I read with interest your article of 1st May by Justin Cumberlege on the successful appeal against the NHS Litigation Authority on the matter of the DV determining the level of rent reimbursement for GPs.  Will the NHS Litigation Authority now be sending all such cases to independent valuers and, if so, will this help GPs?

Answer


The case won by Primary Health Investment Properties is being looked upon as a positive action that will mean that the NHS Litigation Authority will in the future need to ensure that natural justice is carried out.  This may well require them to appoint independent valuers possibly through an organisation such as the Royal Institution of Chartered Surveyors.  However, this is far from certain and the Litigation Authority are, at this moment, probably considering their options.  Do they have to follow the aforementioned route?  Could they make technical alterations to the existing system to waylay the judge’s concerns?  This all unfortunately leads to another problem in that such actions will inevitably cause delays for GPs currently in or wanting to use the system.

With the uncertainties of how the appeal procedure should now work, it is inevitable that cases will be delayed whilst procedures are being reconsidered.  Furthermore, if the Litigation Authority decide to use independent experts appointed outside the NHS, there could well be a cost consideration which, certainly if any appeal is unsuccessful, may fall back onto the GPs.

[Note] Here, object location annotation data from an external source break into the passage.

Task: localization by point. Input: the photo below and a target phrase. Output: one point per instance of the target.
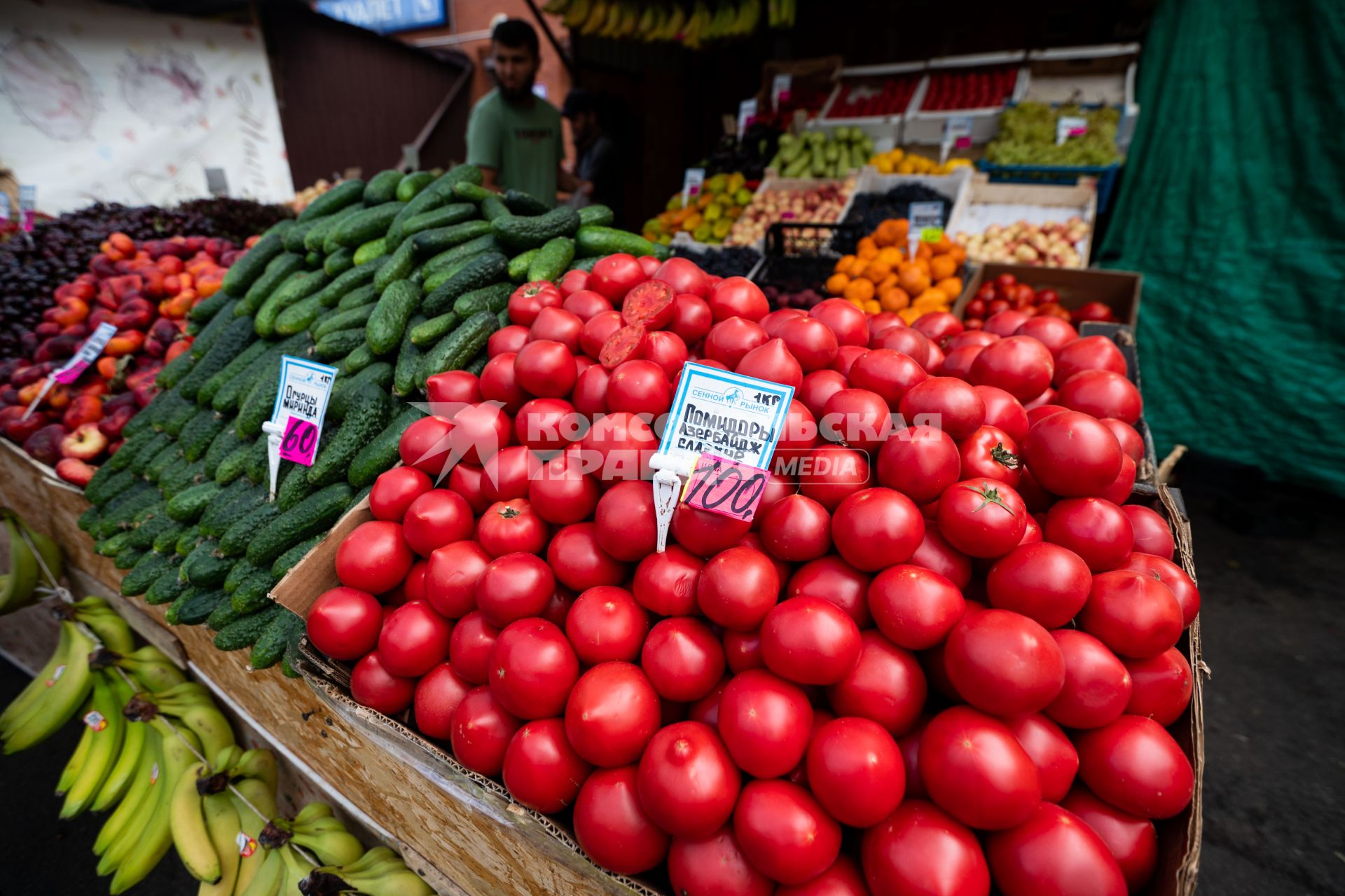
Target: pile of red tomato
(938, 659)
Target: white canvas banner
(99, 101)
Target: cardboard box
(539, 844)
(1118, 289)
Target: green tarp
(1234, 210)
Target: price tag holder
(296, 420)
(747, 112)
(78, 362)
(925, 219)
(729, 416)
(1070, 127)
(691, 184)
(725, 486)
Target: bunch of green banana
(19, 586)
(380, 872)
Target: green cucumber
(382, 187)
(381, 454)
(387, 323)
(314, 516)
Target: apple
(84, 443)
(76, 471)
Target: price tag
(296, 420)
(747, 112)
(733, 418)
(925, 217)
(691, 184)
(1070, 127)
(957, 135)
(725, 486)
(780, 89)
(78, 362)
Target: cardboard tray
(545, 857)
(1118, 289)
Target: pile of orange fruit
(880, 276)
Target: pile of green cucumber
(390, 280)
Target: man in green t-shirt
(514, 136)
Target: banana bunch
(19, 586)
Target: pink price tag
(301, 441)
(725, 486)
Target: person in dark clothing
(598, 158)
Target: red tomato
(796, 529)
(738, 298)
(682, 659)
(499, 382)
(514, 587)
(666, 583)
(454, 387)
(415, 640)
(639, 388)
(437, 697)
(729, 340)
(527, 302)
(785, 832)
(563, 492)
(470, 647)
(1054, 852)
(424, 446)
(1051, 751)
(885, 685)
(846, 322)
(436, 518)
(615, 276)
(611, 715)
(974, 769)
(766, 723)
(1134, 615)
(988, 535)
(374, 558)
(1136, 766)
(605, 625)
(919, 849)
(506, 340)
(345, 623)
(738, 587)
(691, 318)
(533, 669)
(586, 304)
(1130, 839)
(1095, 529)
(541, 769)
(1173, 576)
(687, 780)
(684, 276)
(913, 607)
(953, 404)
(715, 867)
(1090, 353)
(1161, 688)
(371, 685)
(546, 369)
(627, 526)
(1002, 662)
(876, 528)
(706, 533)
(579, 561)
(856, 771)
(1042, 581)
(668, 350)
(1096, 684)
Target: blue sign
(385, 17)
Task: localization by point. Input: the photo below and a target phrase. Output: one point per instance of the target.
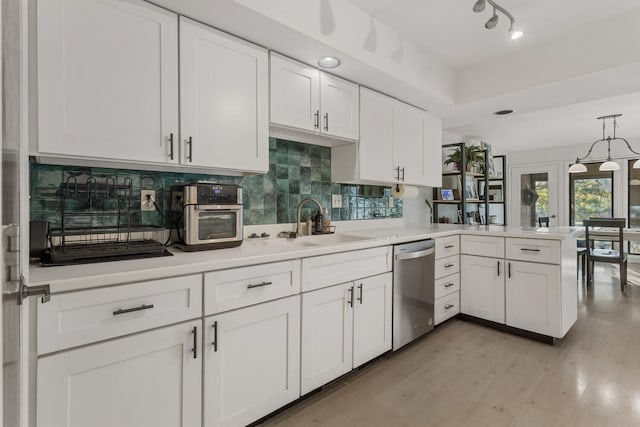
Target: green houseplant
(474, 157)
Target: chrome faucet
(302, 202)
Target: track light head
(479, 6)
(492, 22)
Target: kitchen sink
(331, 239)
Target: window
(591, 194)
(634, 204)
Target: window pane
(591, 194)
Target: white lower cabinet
(344, 326)
(533, 297)
(252, 362)
(482, 287)
(152, 379)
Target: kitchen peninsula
(156, 318)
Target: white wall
(564, 156)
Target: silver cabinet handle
(190, 143)
(131, 310)
(215, 336)
(171, 146)
(259, 285)
(194, 331)
(418, 254)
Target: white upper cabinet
(295, 94)
(340, 106)
(223, 100)
(398, 143)
(408, 143)
(302, 97)
(107, 80)
(376, 135)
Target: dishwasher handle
(413, 255)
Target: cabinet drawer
(447, 246)
(538, 250)
(447, 285)
(446, 307)
(239, 287)
(82, 317)
(482, 246)
(447, 266)
(319, 272)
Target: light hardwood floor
(463, 374)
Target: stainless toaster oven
(209, 215)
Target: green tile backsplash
(296, 171)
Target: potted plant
(474, 157)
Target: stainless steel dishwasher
(413, 290)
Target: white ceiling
(578, 59)
(452, 31)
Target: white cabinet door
(223, 99)
(252, 362)
(107, 80)
(533, 297)
(482, 287)
(408, 143)
(432, 146)
(371, 317)
(327, 335)
(295, 94)
(375, 149)
(146, 380)
(339, 104)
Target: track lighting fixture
(479, 6)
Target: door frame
(556, 186)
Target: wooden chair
(543, 221)
(591, 229)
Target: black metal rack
(462, 201)
(96, 224)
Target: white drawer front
(446, 307)
(82, 317)
(447, 246)
(538, 250)
(239, 287)
(447, 285)
(482, 246)
(322, 271)
(447, 266)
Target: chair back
(602, 229)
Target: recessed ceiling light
(329, 62)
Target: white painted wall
(565, 156)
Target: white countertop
(259, 251)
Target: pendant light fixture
(609, 164)
(480, 5)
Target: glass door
(534, 196)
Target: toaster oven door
(214, 225)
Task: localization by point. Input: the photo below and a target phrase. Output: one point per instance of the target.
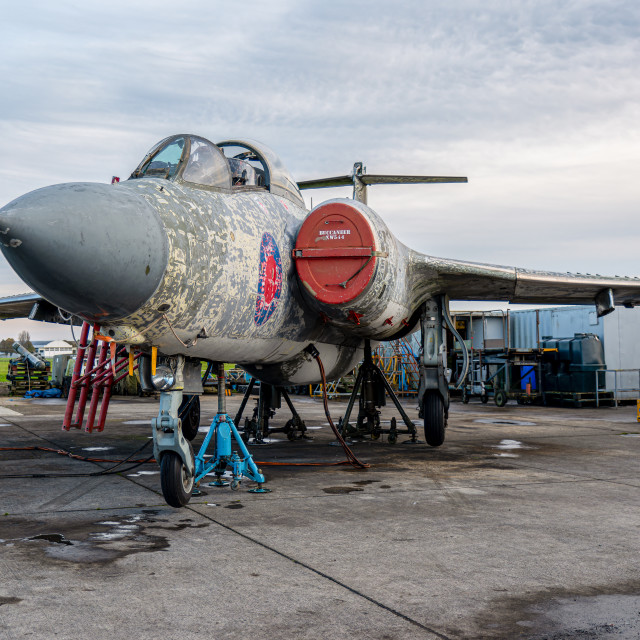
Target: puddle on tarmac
(339, 490)
(507, 445)
(517, 423)
(107, 540)
(58, 538)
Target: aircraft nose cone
(98, 251)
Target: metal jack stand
(223, 431)
(372, 385)
(268, 401)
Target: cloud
(537, 102)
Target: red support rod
(95, 395)
(71, 399)
(104, 407)
(84, 391)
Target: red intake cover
(334, 253)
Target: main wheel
(500, 398)
(176, 483)
(434, 424)
(190, 416)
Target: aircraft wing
(32, 306)
(476, 281)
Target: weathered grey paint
(96, 251)
(149, 257)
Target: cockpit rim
(278, 181)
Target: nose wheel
(175, 480)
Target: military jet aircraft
(207, 252)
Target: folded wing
(476, 281)
(32, 306)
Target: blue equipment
(222, 433)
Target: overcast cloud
(538, 103)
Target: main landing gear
(433, 395)
(371, 386)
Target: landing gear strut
(372, 384)
(433, 395)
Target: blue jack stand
(223, 432)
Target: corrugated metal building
(619, 332)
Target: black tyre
(189, 413)
(434, 423)
(176, 484)
(500, 398)
(290, 430)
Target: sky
(537, 102)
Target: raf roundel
(269, 280)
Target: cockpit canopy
(230, 165)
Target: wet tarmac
(524, 525)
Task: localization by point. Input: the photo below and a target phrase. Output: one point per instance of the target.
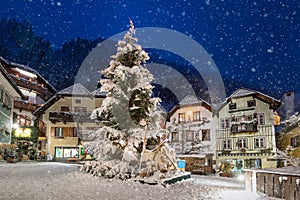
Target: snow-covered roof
(99, 93)
(28, 69)
(76, 89)
(190, 100)
(11, 81)
(244, 92)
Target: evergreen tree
(131, 120)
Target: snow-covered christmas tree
(129, 143)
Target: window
(260, 142)
(196, 116)
(189, 136)
(59, 132)
(66, 152)
(7, 100)
(232, 106)
(80, 109)
(175, 137)
(226, 144)
(78, 101)
(242, 143)
(261, 118)
(251, 103)
(225, 123)
(295, 141)
(181, 117)
(206, 135)
(23, 120)
(65, 108)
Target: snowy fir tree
(129, 143)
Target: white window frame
(259, 142)
(242, 143)
(226, 144)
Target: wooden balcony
(244, 127)
(22, 105)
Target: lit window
(189, 136)
(77, 100)
(232, 106)
(242, 143)
(225, 123)
(206, 135)
(261, 118)
(227, 144)
(59, 132)
(196, 116)
(295, 141)
(64, 108)
(251, 103)
(181, 117)
(260, 142)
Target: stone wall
(274, 184)
(198, 164)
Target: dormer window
(232, 106)
(251, 103)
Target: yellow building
(36, 91)
(290, 140)
(8, 92)
(191, 133)
(245, 132)
(66, 119)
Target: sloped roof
(11, 81)
(244, 92)
(99, 93)
(28, 69)
(74, 90)
(190, 100)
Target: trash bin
(181, 164)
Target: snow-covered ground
(42, 180)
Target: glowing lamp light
(23, 132)
(15, 126)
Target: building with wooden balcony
(36, 90)
(190, 132)
(245, 132)
(8, 92)
(67, 122)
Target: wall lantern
(282, 178)
(23, 132)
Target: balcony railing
(241, 127)
(25, 105)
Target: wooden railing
(25, 105)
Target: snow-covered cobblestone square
(42, 180)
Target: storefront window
(66, 152)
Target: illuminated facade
(246, 131)
(67, 120)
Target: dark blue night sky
(256, 43)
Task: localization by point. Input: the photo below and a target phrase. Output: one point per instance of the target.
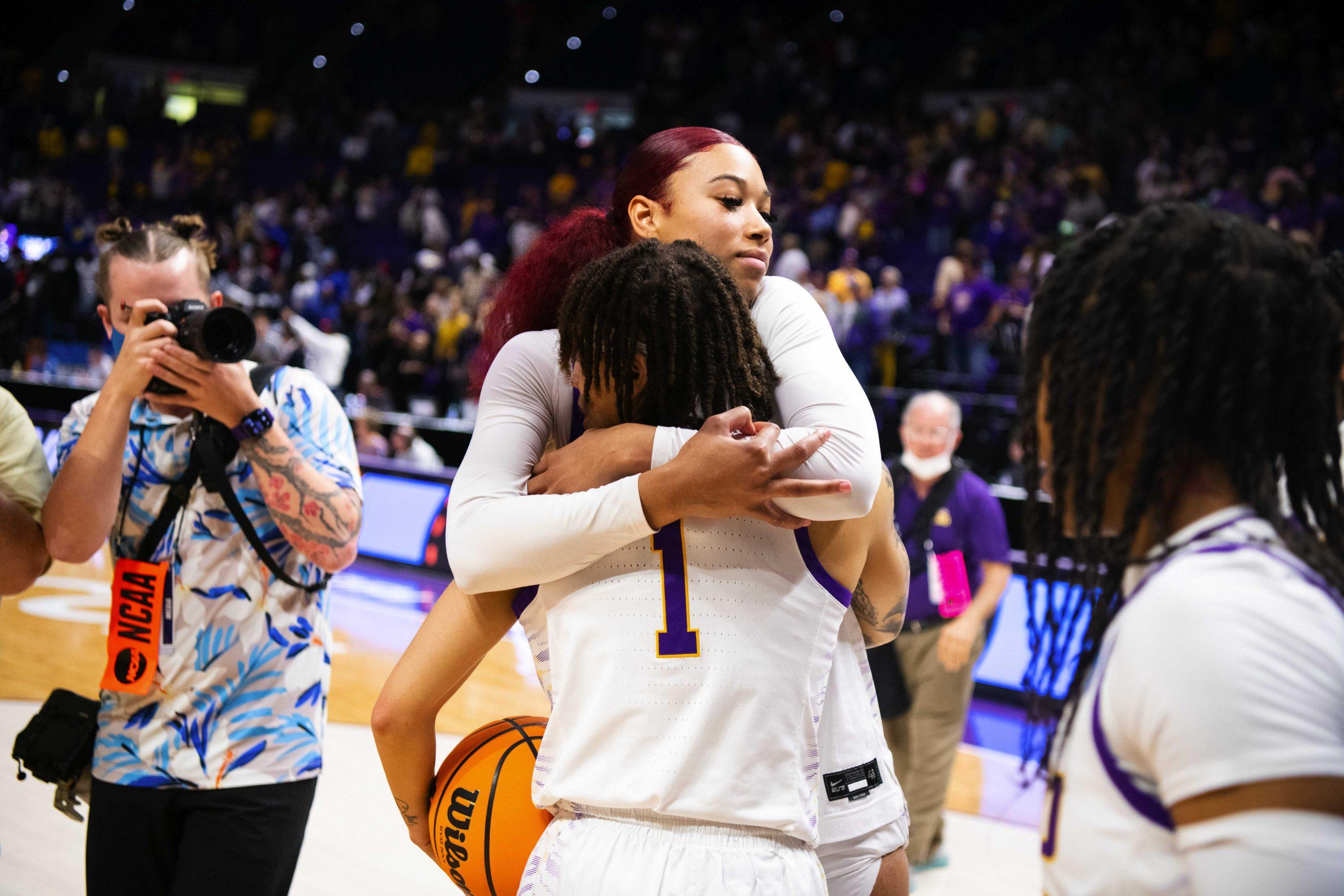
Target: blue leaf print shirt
(239, 698)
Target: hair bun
(112, 233)
(187, 226)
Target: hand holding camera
(132, 371)
(185, 356)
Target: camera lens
(222, 335)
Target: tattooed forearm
(315, 515)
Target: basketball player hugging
(690, 672)
(1182, 399)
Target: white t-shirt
(1226, 667)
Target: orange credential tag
(133, 632)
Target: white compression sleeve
(1295, 853)
(817, 390)
(498, 535)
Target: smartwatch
(255, 425)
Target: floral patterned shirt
(239, 696)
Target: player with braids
(671, 315)
(1183, 373)
(519, 519)
(659, 333)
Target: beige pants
(924, 742)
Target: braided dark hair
(1202, 338)
(676, 305)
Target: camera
(222, 335)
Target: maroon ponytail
(530, 296)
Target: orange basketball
(483, 820)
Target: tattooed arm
(879, 598)
(890, 577)
(315, 515)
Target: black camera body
(222, 335)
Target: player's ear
(644, 214)
(642, 374)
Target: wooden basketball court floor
(53, 637)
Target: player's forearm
(23, 553)
(316, 516)
(511, 542)
(406, 749)
(846, 456)
(82, 504)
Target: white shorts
(853, 866)
(637, 853)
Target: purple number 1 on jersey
(676, 638)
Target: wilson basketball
(484, 823)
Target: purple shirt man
(971, 522)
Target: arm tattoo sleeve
(889, 623)
(315, 515)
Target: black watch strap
(255, 425)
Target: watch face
(257, 422)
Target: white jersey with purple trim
(687, 675)
(1223, 668)
(851, 729)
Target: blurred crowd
(368, 239)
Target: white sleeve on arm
(1253, 853)
(502, 537)
(1234, 676)
(817, 390)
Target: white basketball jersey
(859, 787)
(687, 675)
(1229, 599)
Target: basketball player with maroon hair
(518, 520)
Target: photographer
(210, 734)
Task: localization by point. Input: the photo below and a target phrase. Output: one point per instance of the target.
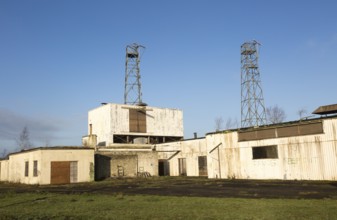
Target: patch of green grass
(120, 206)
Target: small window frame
(265, 152)
(35, 165)
(26, 168)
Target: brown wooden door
(60, 172)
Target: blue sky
(61, 58)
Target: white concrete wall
(112, 119)
(309, 157)
(189, 149)
(84, 158)
(16, 169)
(3, 170)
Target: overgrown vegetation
(118, 206)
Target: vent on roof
(326, 109)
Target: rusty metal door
(60, 172)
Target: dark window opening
(202, 162)
(164, 168)
(137, 121)
(265, 152)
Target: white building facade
(52, 165)
(129, 124)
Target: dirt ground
(191, 186)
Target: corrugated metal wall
(305, 157)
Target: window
(26, 168)
(73, 171)
(182, 166)
(35, 168)
(202, 162)
(265, 152)
(137, 120)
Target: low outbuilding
(49, 165)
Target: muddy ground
(191, 186)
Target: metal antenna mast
(252, 103)
(132, 91)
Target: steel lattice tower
(132, 91)
(252, 103)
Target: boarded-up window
(164, 168)
(73, 171)
(202, 162)
(35, 168)
(26, 168)
(137, 120)
(182, 166)
(265, 152)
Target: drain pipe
(219, 164)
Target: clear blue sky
(61, 58)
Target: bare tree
(23, 141)
(275, 114)
(218, 123)
(301, 112)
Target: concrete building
(125, 136)
(119, 124)
(49, 165)
(183, 158)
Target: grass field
(41, 205)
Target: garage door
(63, 172)
(60, 172)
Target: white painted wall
(309, 157)
(189, 149)
(16, 164)
(112, 119)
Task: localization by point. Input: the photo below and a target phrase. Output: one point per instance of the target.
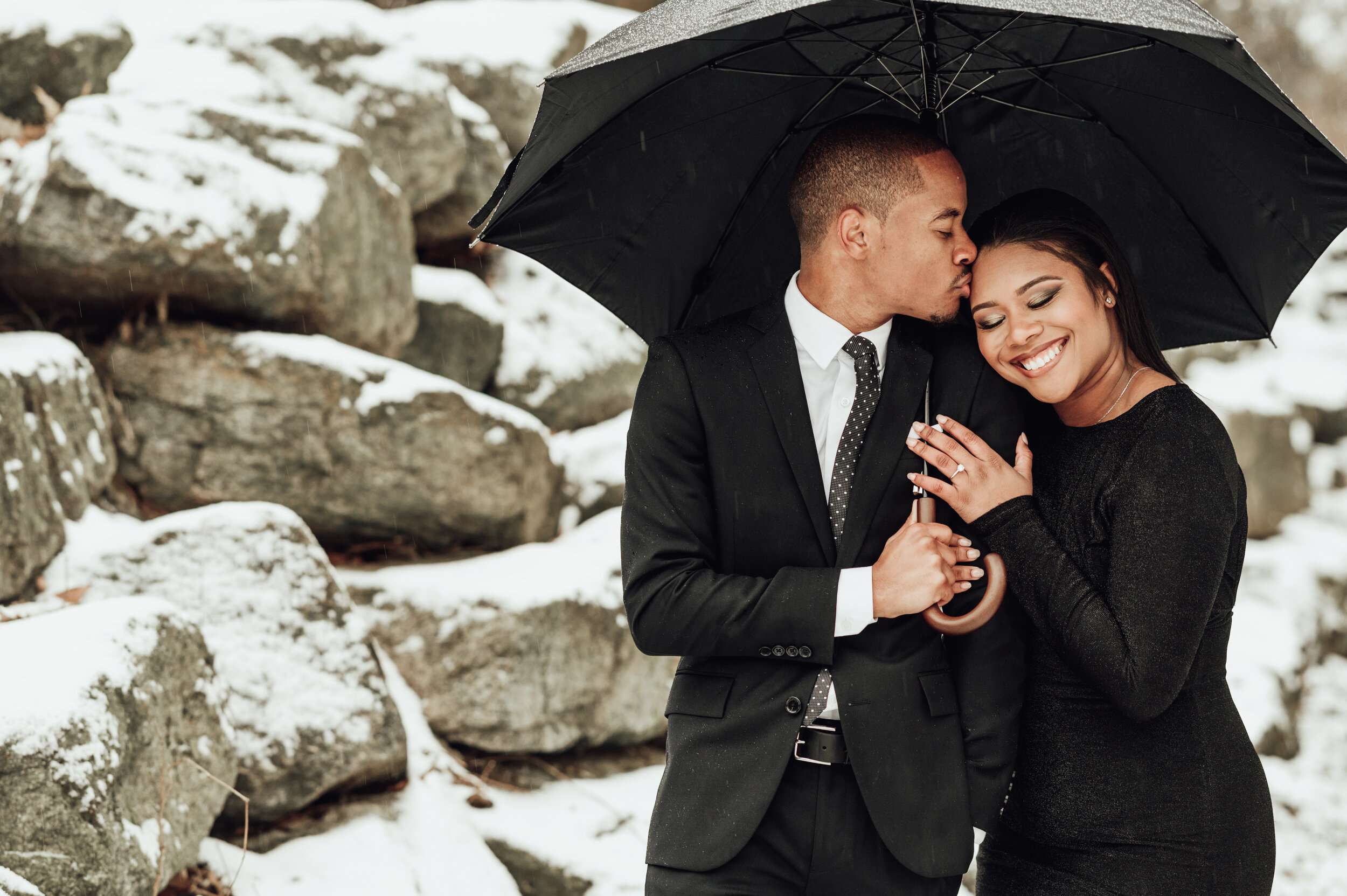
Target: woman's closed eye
(1043, 298)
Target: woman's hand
(980, 480)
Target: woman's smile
(1038, 362)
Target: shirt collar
(823, 337)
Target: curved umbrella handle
(990, 603)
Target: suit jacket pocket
(699, 694)
(938, 687)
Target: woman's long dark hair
(1054, 221)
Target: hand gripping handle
(990, 603)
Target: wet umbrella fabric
(656, 171)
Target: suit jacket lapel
(777, 368)
(906, 372)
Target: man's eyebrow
(1036, 282)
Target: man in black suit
(822, 738)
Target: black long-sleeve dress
(1136, 775)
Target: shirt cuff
(856, 601)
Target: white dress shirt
(829, 376)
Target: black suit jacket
(728, 553)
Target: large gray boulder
(55, 449)
(360, 446)
(461, 327)
(594, 460)
(220, 209)
(1275, 466)
(566, 359)
(526, 650)
(104, 705)
(65, 60)
(303, 694)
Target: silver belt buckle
(801, 740)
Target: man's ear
(856, 232)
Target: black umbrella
(655, 177)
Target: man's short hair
(865, 161)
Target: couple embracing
(822, 738)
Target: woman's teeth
(1043, 357)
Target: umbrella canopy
(656, 173)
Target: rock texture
(460, 329)
(114, 698)
(55, 449)
(594, 460)
(228, 211)
(357, 445)
(526, 650)
(1275, 467)
(565, 357)
(306, 700)
(64, 65)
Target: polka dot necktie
(844, 471)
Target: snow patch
(384, 380)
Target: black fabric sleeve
(678, 604)
(1171, 515)
(989, 665)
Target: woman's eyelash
(1039, 301)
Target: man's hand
(919, 568)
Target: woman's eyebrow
(1038, 281)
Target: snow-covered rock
(421, 845)
(566, 357)
(225, 208)
(66, 49)
(308, 704)
(524, 650)
(1310, 793)
(103, 706)
(359, 445)
(55, 449)
(461, 327)
(594, 460)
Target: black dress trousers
(817, 840)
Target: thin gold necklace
(1120, 395)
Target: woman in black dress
(1124, 536)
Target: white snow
(553, 328)
(252, 579)
(384, 380)
(427, 849)
(50, 356)
(449, 286)
(14, 886)
(64, 662)
(593, 457)
(584, 565)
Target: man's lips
(1040, 360)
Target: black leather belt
(821, 746)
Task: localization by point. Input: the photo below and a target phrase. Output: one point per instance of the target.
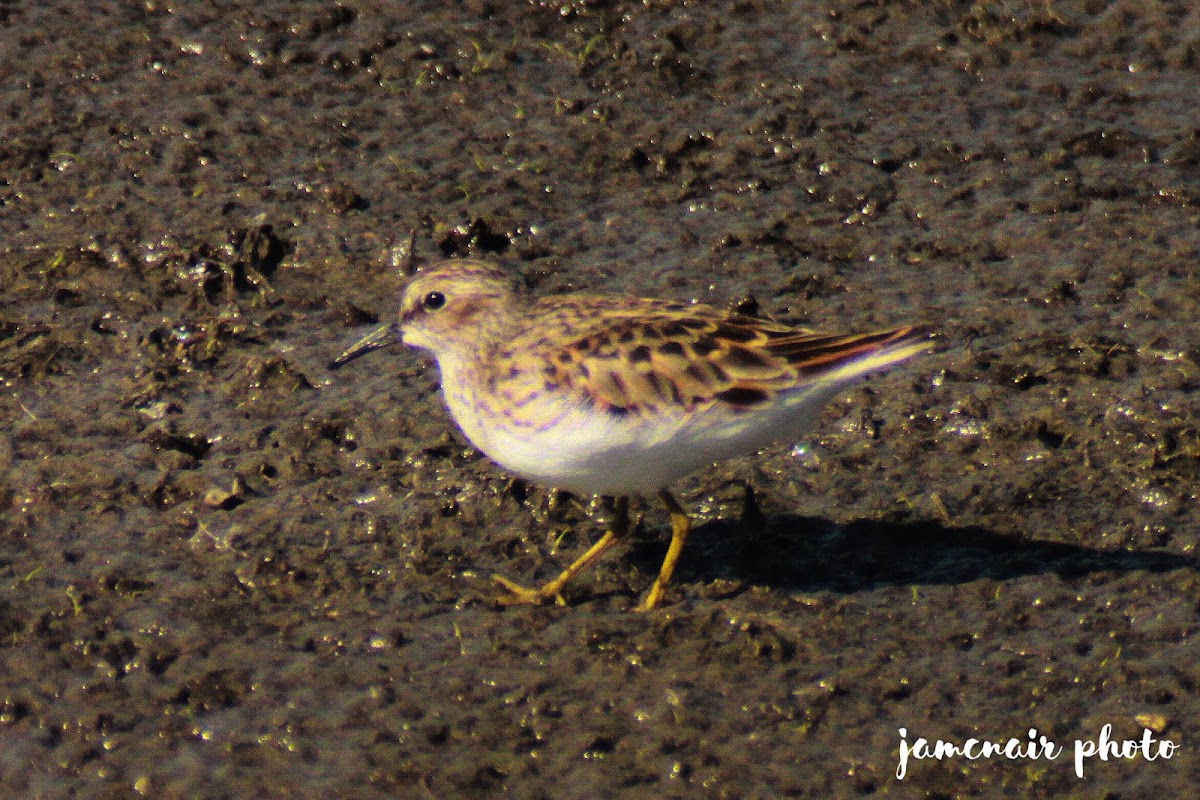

The matter is possibly even further reaching in that, since the 2004 Directions, some PCTs have observed that the Directions themselves do not include any appeal route and have thus sought to alter the old system which allowed representations to be made by a Practice or their surveyor to a DV and then, failing that, for the matter to be passed on to the Secretary of State (in the form of the NHS Litigation Authority in the form of their Family Health Services Appeals Unit).  To simplify matters, some PCTs were looking at undertaking certain stages of the appeal route themselves or even determining whether or not they would allow GPs to challenge the DV’s figure in the first place.  My understanding is that the NHS Litigation Authority has now sought to advise some of these PCTs that their actions clearly curtailed the rights of GPs and are not acting within the doctrine of natural justice.  This may well cause some PCTs to rethink their whole procedure which, in the long term, could be positive but, in the short term, could create substantial delays for doctors with legitimate challenges on their` level of actual or notional rent reimbursement.